Series – Philosophy / Ontology

  Ontology

Ontology is the central subject matter of Aristotle’s Metaphysics. The word ontology was coined in the early seventeenth century to avoid some of the ambiguities of ‘metaphysics’; Leibniz was the first major philosopher to adopt the word. The terminology introduced by Christian Wolff in the early eighteenth century came to be widely adopted: Ontology is the general theory of Being as such, and forms the general part of metaphysics, or theoretical philosophy.

The three special parts are:

1)      General cosmology  –  Theory of the World

2)      Rational psychology  – Theory of The Soul

3)      Natural Theology –   Theory of God

In the usage of analytical philosophy, ontology is the general theory of what there is. For instance the question about the mode of existence of abstract entities such as numbers, imagined entities such as golden mountains and impossible entities such as squares circles, are ontological questions. And it is on an ontological question that modern materialism, physicalism and naturalism differ from their opponents: the question of what there is.

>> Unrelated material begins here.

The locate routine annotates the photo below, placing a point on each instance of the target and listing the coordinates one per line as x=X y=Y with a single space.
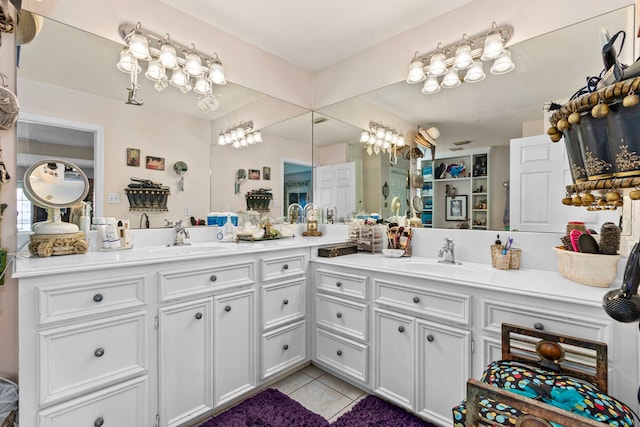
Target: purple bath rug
x=372 y=411
x=269 y=408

To understand this in the simple sense let us conduct a thought experiment. Posit an entity in your consciousness and name it x, now posit another name it y. x = reality; y = appearance of reality. Now in this case imagine the entity x to be a Cat. The knowledge we have about cat is its biological, physiological, morphological and sociological nature, this knowledge is attained by the scientific method as it is the closest to reality (or perhaps the best version of reality)  – this would be called the ontology of the being as such (Cat). Now suppose that it is your pet Cat and you interpret its actions in a storytelling landscape to narrate to a child – ‘The Cat is a Martian refugee on Earth, spying on the Earthlings and sending information back to Mars through hyperconscious dimension of cat brain simulated reality”. This is obviously not the reality of the Cat, but nonetheless can be useful in entertaining a Child, this would constitute y; i.e – Phenomenology – which we discuss in the next article.

It is sometimes understood that even Science does not really have an ontological right to claim as the description of reality but is only a way of looking at the reality which is more perfect than others. It is often claimed that Scientific method is also not as perfect as it is presented to be. So do we have no way knowing anything about what there is? Is knowledge doomed to always remain in the shadow of ignorance?  Was Socrates really wise only because he at least knew that he did not know?  And if knowledge is not our redemption then what is?